Unidentified Audience Member
Okay. The perspective is how does the OTE deal look from the perspective of minority shareholders or third party shareholders? And what I can tell you is we think that if we combine with OTE, we can also -- I didn't talk about that earlier, that we can realize significant synergies. In other words, we are lot bigger than OTE. So we think for example, we can raise significant procurement synergies and I think the benefit would actually be larger for OTE than for us because we already get good purchasing conditions. But OTE would benefit from being part of a larger group. So that's probably the main thing that I can say at this point.
Unidentified Audience Member
Yeah, we're talking about net present value of all those synergies, based on preliminary analysis of EUR2 billion, net present value, so that's about EUR200 million per year. That's mostly procurement; a little bit IT billing cost, and also termination, because of course the Greece was a favorite tourist destination. So we will save a little bit in the future if T-Mobile Germany or T-Mobile U.K. customers go to Greece for example.
So I think we have some good perspective talk. I think from the Greek government perspective, they have said for a long time that they are looking for a strategic shareholder in OTE and they're actually based on statements by the Greek government, the Finance Minister and so on. They have welcomed our move here. So they are in favor and I think they don't want to reduce their stake to zero at this point. They do want to maintain a shareholding, but I think the signs are that this is that is proceeding well.
Unidentified Audience Member
Well, we want to make a decision by the end of April, and I think that's their target as well. So we'll have discussions with them and hopefully come to a conclusion fairly soon. Yes.
Unidentified Audience Member
Can you give a market share in the U.S. AT&T, Verizon, yourself, Sprint-Nextel then the other regional carriers? Where do you fit-in in terms of the subscriber base in revenues? Can you [comment] anything on that?

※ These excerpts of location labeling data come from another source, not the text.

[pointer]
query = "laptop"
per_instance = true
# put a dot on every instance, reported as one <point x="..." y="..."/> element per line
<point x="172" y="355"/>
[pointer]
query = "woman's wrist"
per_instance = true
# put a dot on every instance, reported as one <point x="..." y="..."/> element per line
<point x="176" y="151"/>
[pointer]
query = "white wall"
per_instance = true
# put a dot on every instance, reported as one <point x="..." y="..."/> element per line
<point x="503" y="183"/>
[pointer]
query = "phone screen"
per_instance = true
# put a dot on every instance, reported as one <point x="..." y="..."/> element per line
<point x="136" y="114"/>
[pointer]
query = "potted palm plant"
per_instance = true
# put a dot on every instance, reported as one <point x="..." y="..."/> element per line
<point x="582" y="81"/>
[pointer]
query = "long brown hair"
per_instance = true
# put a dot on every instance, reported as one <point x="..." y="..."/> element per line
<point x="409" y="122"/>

Sure the question was how T-Mobile U.S. fits into the overall picture in the U.S. We have about -- well now with SunCom we have about 30 million customers in the U.S., which is about half of what AT&T has over Verizon. I think Verizon has around 60 million and AT&T around 70 million if I am not mistaken.
So what we've said because we are a little bit smaller in the U.S. anyway, not globally. But in the U.S., that our focus has been very much on consumers in the U.S. So, we ourselves primarily as a consumer brand. We don’t have a large enterprise sales force; we are not trying to sell a lot of T-Mobile phones to Fortune 500 companies. That’s different from a Verizon or AT&T, where they have to focus on those customers as well.

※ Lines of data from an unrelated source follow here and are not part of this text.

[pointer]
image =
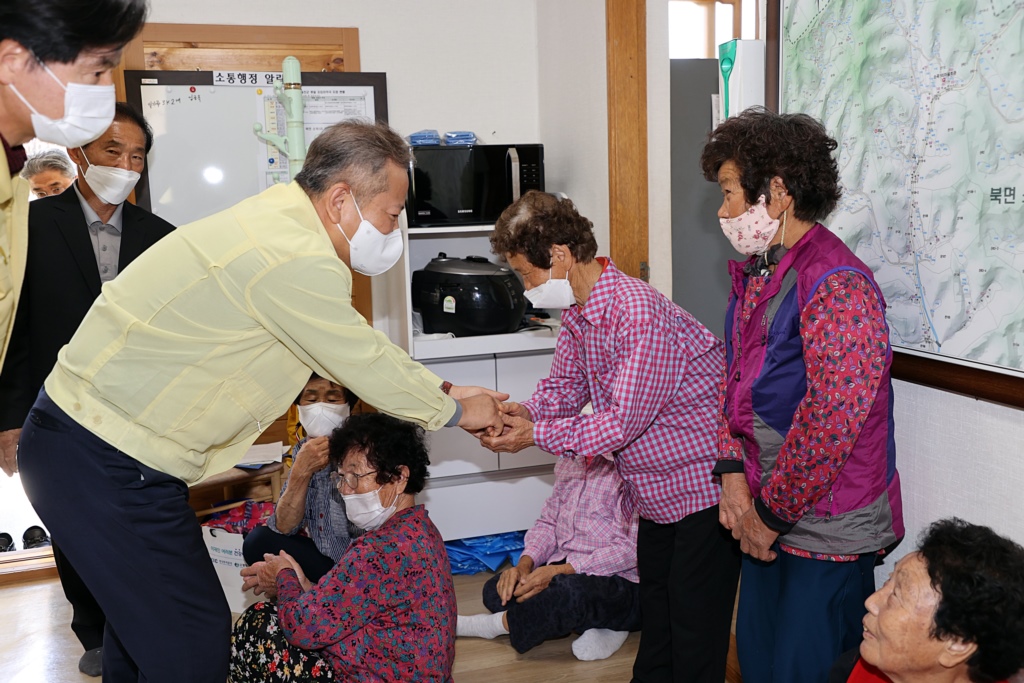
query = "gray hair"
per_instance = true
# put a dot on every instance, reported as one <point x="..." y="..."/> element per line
<point x="49" y="161"/>
<point x="356" y="153"/>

So that's how I think that's how we try to differentiate ourselves in the U.S. We also try to differentiate ourselves with, as I have said good customer service earlier, and also a unique product like myFaves for example. And I think if you look at our track record, since we bought VoiceStream a few years ago, that was then re-branded into T-Mobile. I think the track record has been very good.
We have been consistently, I think when we announced the transaction back in 2000 first, VoiceStream had something like 2 million or 3 million customers, now we have 30 million. There has been consistent growth over the years. We have always grown more than our fair share and, so I think the track record of the U.S. business is good. We also have the good management. The management team, Robert Dotson CEO, has been there for over 10 years. So I would say a very experienced management team which is not always the case if you look at some of the other operators.
I think we have to end here. Maybe what we can do, we can continue the discussion offline because I think they have to keep to a strict schedule here.
And if anyone would like to join Deutsche Telekom, we do have a breakout room available. We’ll certainly escort you down there. Thank you very much.